Tyzma pisze:Mam ogródek całkiem całkiem. Ale jak w domu :p nie mam zaminowania do grzebania w ziemi. Więc wykasowałam kwiatecki

teraz mam tylko aksamitki - bo cały rok i chwast koło nich nie rośnie i rosną one sobie na obrzeżach trawnika - bo wszędzie trawa

trochę iglaków no tak z 10 z krzewami iglastymi i jeden skalniak, żywopłot na wysokość 2,5 metra i szerokość 1,5 metra - ligustr czy jakoś. I bukszpany i jedna sztuka śliwki, jedna sztuka jabłonki i jedna jakiegoś takiego drzewa ozdobnego - liście jak jarzębina - upierdliwe toto. Aha i orzech włoski. w tamtym roku dosadziłam winogron wielki słodki i winobluszcz (ale szkodliwy dla kotów - dobrze ze nie jedzą

). Aha Planuję dosadzić morelę i jeszcze coś - może wiśnię takie małe jak śliwka i jabłonka. I tyle. I tak za dużo przy tym roboty

a ja leń jestem
O, też masz ogródek?
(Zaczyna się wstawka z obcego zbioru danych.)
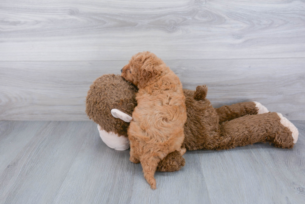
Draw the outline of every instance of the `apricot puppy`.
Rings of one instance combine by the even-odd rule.
[[[149,52],[133,56],[121,76],[139,89],[138,105],[128,130],[130,160],[141,162],[144,177],[153,189],[158,163],[176,150],[183,154],[185,98],[178,77]]]

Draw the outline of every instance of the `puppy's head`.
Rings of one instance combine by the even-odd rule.
[[[121,76],[139,88],[143,88],[161,74],[162,70],[159,65],[163,63],[153,53],[139,52],[133,56],[121,70]]]

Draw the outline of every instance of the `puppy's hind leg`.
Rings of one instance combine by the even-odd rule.
[[[161,161],[158,158],[155,157],[146,157],[141,161],[141,165],[143,168],[144,177],[152,189],[156,189],[156,179],[154,177],[157,168],[158,163]]]

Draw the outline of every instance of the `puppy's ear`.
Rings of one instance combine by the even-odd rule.
[[[161,74],[158,66],[159,63],[153,56],[146,58],[141,69],[140,80],[138,87],[144,88],[148,84],[152,83]]]

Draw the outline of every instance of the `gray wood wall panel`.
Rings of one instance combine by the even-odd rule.
[[[0,120],[87,120],[92,81],[146,50],[216,107],[258,101],[304,120],[303,0],[2,1]]]
[[[305,120],[305,58],[165,60],[184,88],[208,86],[215,107],[257,101]],[[83,120],[90,85],[127,60],[2,62],[0,120]]]
[[[1,1],[0,60],[305,57],[305,2]]]
[[[92,121],[0,121],[0,147],[11,148],[0,149],[10,158],[0,166],[0,203],[303,204],[305,123],[292,122],[292,149],[187,151],[180,170],[156,173],[153,190],[129,150],[107,147]]]

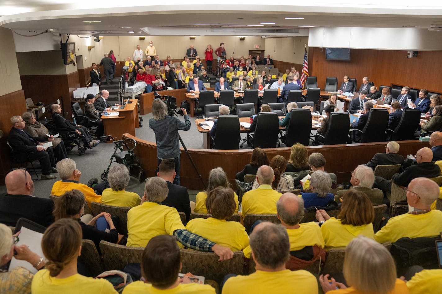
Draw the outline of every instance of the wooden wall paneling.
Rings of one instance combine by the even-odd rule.
[[[14,115],[21,115],[26,111],[25,94],[23,90],[0,96],[0,130],[3,137],[0,139],[0,185],[4,185],[4,177],[11,169],[9,149],[6,145],[9,131],[12,127],[9,119]]]

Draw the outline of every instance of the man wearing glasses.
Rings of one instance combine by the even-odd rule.
[[[32,196],[34,182],[26,170],[14,170],[4,181],[7,192],[0,195],[0,223],[15,226],[20,218],[46,227],[53,222],[54,203]]]
[[[408,213],[389,220],[374,235],[374,240],[379,243],[393,243],[403,237],[433,237],[442,231],[442,211],[431,209],[439,196],[438,184],[430,179],[417,177],[405,190]]]

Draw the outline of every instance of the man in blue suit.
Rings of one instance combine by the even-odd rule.
[[[229,84],[224,81],[224,78],[222,77],[220,78],[219,82],[215,84],[215,90],[217,92],[219,92],[222,90],[230,90],[230,89],[229,87]]]
[[[405,109],[418,109],[421,113],[426,113],[430,109],[430,104],[431,101],[430,98],[427,97],[428,94],[428,90],[426,89],[423,89],[419,92],[419,98],[416,99],[414,103],[407,105],[404,107]],[[411,106],[411,107],[410,107]]]
[[[202,81],[198,80],[198,76],[195,75],[193,76],[193,81],[189,81],[187,84],[187,92],[189,93],[199,93],[201,91],[205,91],[206,87],[202,83]]]
[[[293,76],[289,75],[287,77],[287,84],[282,88],[282,90],[281,92],[281,97],[278,102],[279,103],[283,102],[286,106],[287,106],[287,98],[289,96],[289,93],[291,90],[300,90],[299,86],[297,84],[293,83]]]
[[[366,98],[367,94],[366,91],[362,90],[359,93],[358,98],[354,98],[350,102],[350,107],[348,111],[351,113],[364,113],[364,103],[368,101]]]
[[[400,104],[400,106],[402,108],[404,108],[407,105],[407,102],[408,99],[411,99],[412,96],[408,93],[410,93],[410,87],[405,87],[400,90],[400,95],[397,96],[397,98],[393,98],[393,101],[397,101]]]

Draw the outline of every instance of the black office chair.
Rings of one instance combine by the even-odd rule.
[[[254,105],[258,105],[258,90],[246,90],[244,91],[244,97],[243,103],[253,103]]]
[[[236,104],[236,114],[239,117],[249,117],[255,114],[253,103]]]
[[[318,80],[316,76],[308,76],[305,79],[305,88],[318,87]]]
[[[335,92],[338,90],[338,78],[336,77],[327,77],[325,79],[325,87],[324,90],[326,92]]]
[[[287,96],[287,103],[304,101],[304,99],[302,98],[302,90],[290,90],[289,91],[289,95]]]
[[[404,141],[415,139],[415,132],[420,121],[420,112],[418,109],[404,109],[399,124],[394,130],[387,129],[387,141]]]
[[[286,111],[284,111],[286,109],[286,105],[284,104],[284,102],[269,103],[269,106],[270,106],[270,109],[272,111],[276,112],[278,117],[283,117],[286,115],[284,114],[284,112],[286,113]],[[283,110],[283,109],[284,110]]]
[[[252,148],[275,148],[279,131],[278,114],[272,113],[261,113],[255,119],[258,120],[256,128],[253,135],[247,134],[247,144]]]
[[[263,104],[275,103],[278,101],[278,89],[266,89],[263,95]]]
[[[290,112],[290,121],[282,143],[287,147],[299,142],[308,146],[312,129],[312,113],[308,109],[292,109]]]
[[[240,118],[238,116],[219,116],[215,135],[215,149],[239,149],[240,139]]]
[[[347,144],[350,129],[348,113],[330,113],[328,128],[324,136],[316,134],[313,143],[315,145]]]
[[[385,140],[385,132],[388,125],[389,112],[385,109],[370,109],[368,120],[362,130],[354,129],[351,132],[356,143],[383,142]]]
[[[358,90],[358,80],[356,79],[349,79],[349,82],[351,82],[353,83],[353,90],[352,91],[353,93],[354,93]]]
[[[220,114],[220,106],[222,104],[206,104],[204,106],[204,116],[217,117]]]

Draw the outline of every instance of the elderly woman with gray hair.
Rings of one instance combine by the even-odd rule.
[[[312,206],[324,207],[335,196],[329,193],[332,187],[332,179],[327,173],[322,170],[316,170],[312,174],[310,179],[311,193],[301,193],[301,196],[304,200],[304,207],[308,208]]]
[[[114,166],[107,176],[110,188],[101,194],[101,203],[108,205],[133,207],[140,204],[141,198],[136,193],[125,191],[130,179],[129,170],[122,164]]]
[[[22,115],[22,118],[26,122],[23,130],[30,136],[38,142],[50,141],[52,142],[56,162],[68,158],[68,153],[63,140],[59,138],[54,138],[46,127],[37,121],[34,113],[30,111],[25,112]],[[50,137],[48,137],[48,135]]]

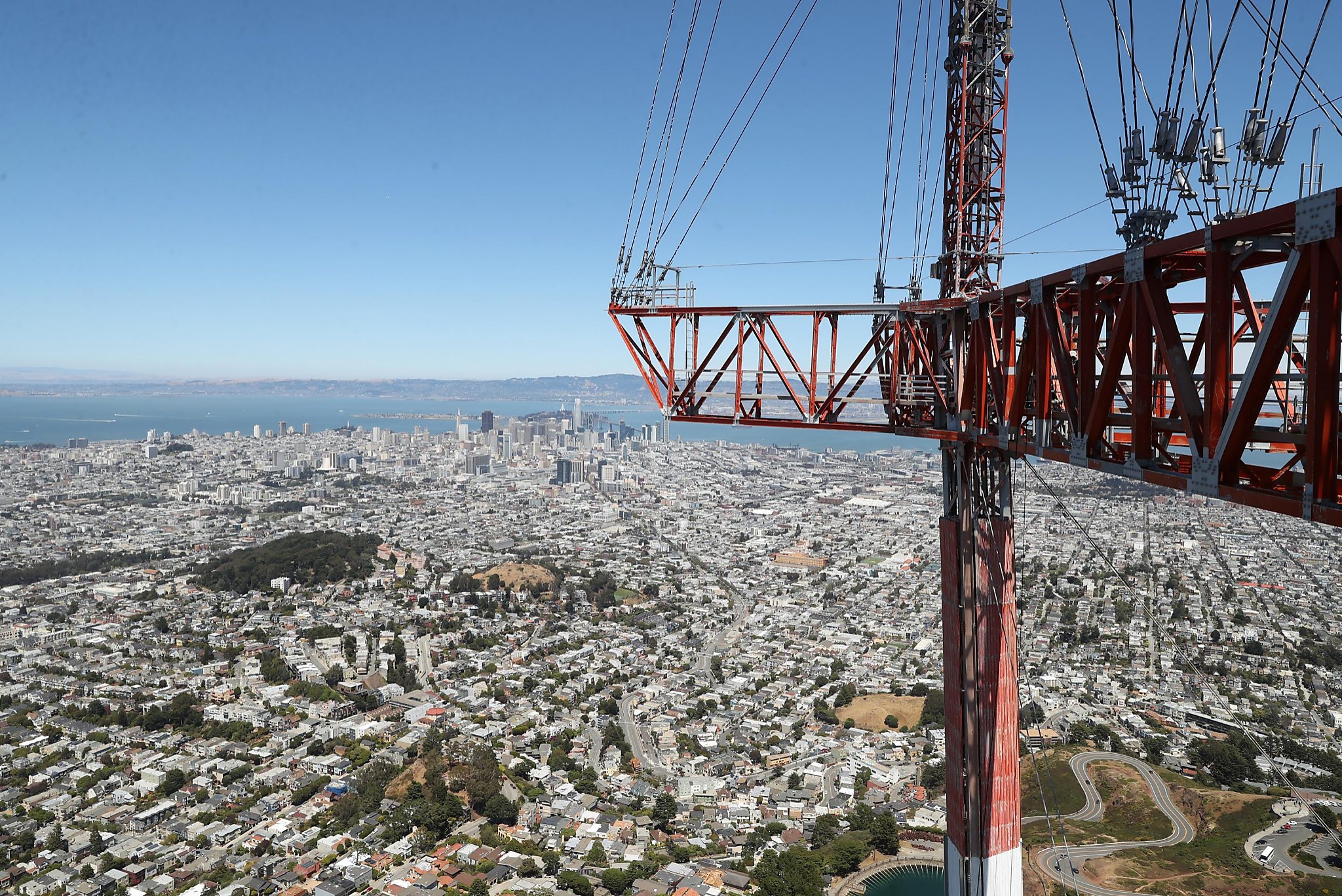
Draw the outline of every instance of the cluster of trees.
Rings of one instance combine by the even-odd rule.
[[[106,573],[122,566],[148,563],[164,557],[160,551],[91,551],[72,554],[59,561],[39,561],[27,566],[0,566],[0,587],[11,585],[32,585],[48,578],[82,575],[85,573]]]
[[[918,693],[918,689],[925,689],[925,693]],[[941,688],[929,688],[926,684],[915,684],[911,693],[917,696],[923,696],[923,711],[918,718],[918,724],[925,728],[939,728],[946,724],[946,695],[942,693]]]
[[[1303,663],[1317,665],[1323,669],[1342,669],[1342,645],[1326,636],[1307,637],[1302,640],[1296,656]]]
[[[825,887],[819,857],[800,846],[782,853],[764,850],[753,877],[758,896],[820,896]]]
[[[1308,787],[1318,787],[1321,790],[1331,790],[1334,793],[1342,791],[1342,759],[1327,750],[1319,750],[1317,747],[1303,744],[1292,738],[1276,736],[1268,740],[1268,751],[1274,757],[1286,757],[1287,759],[1307,762],[1311,766],[1318,766],[1319,769],[1326,770],[1326,774],[1315,775],[1312,778],[1300,777],[1298,783],[1303,783]],[[1294,771],[1287,773],[1288,777],[1294,774]]]
[[[843,687],[839,688],[839,692],[835,693],[835,708],[839,710],[841,707],[848,706],[856,696],[858,696],[858,685],[854,684],[852,681],[845,683]]]
[[[503,795],[499,761],[494,750],[476,747],[470,762],[458,769],[456,774],[454,789],[466,790],[471,809],[497,825],[517,824],[517,805]]]
[[[611,715],[615,714],[612,712]],[[633,747],[629,746],[628,738],[624,736],[624,728],[613,719],[605,723],[605,730],[601,732],[601,743],[620,748],[621,765],[628,765],[633,759]]]
[[[589,578],[582,587],[588,593],[588,598],[596,604],[599,610],[604,610],[609,606],[619,606],[620,604],[620,601],[615,597],[615,592],[619,589],[619,585],[616,585],[615,577],[604,569],[599,569],[592,573],[592,578]]]
[[[1102,722],[1078,720],[1067,730],[1067,743],[1095,742],[1096,746],[1108,744],[1113,752],[1123,752],[1123,742],[1118,739],[1114,730]]]
[[[295,533],[207,561],[196,567],[196,582],[215,592],[266,592],[280,577],[299,585],[364,578],[377,542],[366,534]]]
[[[294,673],[289,671],[285,657],[276,651],[267,651],[260,657],[260,677],[266,679],[267,684],[283,684],[291,680]]]
[[[1259,755],[1253,742],[1239,731],[1232,731],[1225,740],[1198,740],[1188,751],[1193,765],[1210,771],[1217,783],[1227,787],[1241,786],[1245,781],[1257,778],[1253,759]]]
[[[303,785],[302,787],[299,787],[298,790],[295,790],[293,793],[293,795],[289,798],[289,801],[291,803],[294,803],[295,806],[301,806],[305,802],[307,802],[309,799],[311,799],[313,797],[315,797],[318,793],[321,793],[322,790],[325,790],[326,785],[329,785],[330,782],[331,782],[330,775],[322,775],[321,778],[317,778],[315,781],[310,781],[306,785]]]

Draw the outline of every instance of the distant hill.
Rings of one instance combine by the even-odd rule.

Wiesz, ja też leń jestem, i generalnie grzebania nie lubię, ale kocham kwiaty, i cieszę się jak rosną.

Im tego więcej, tym mniej pielenia,bo jest gęsto!
Z trawniczka rezygnujemy sukcesywnie. A kiedyś pamiętam, jak dostaliśmy ten ogródek od teściowej, to się zarzekałam, że żadnych kwiatów! Tylko trawniczek i krzewy ozdobne.Hy hy..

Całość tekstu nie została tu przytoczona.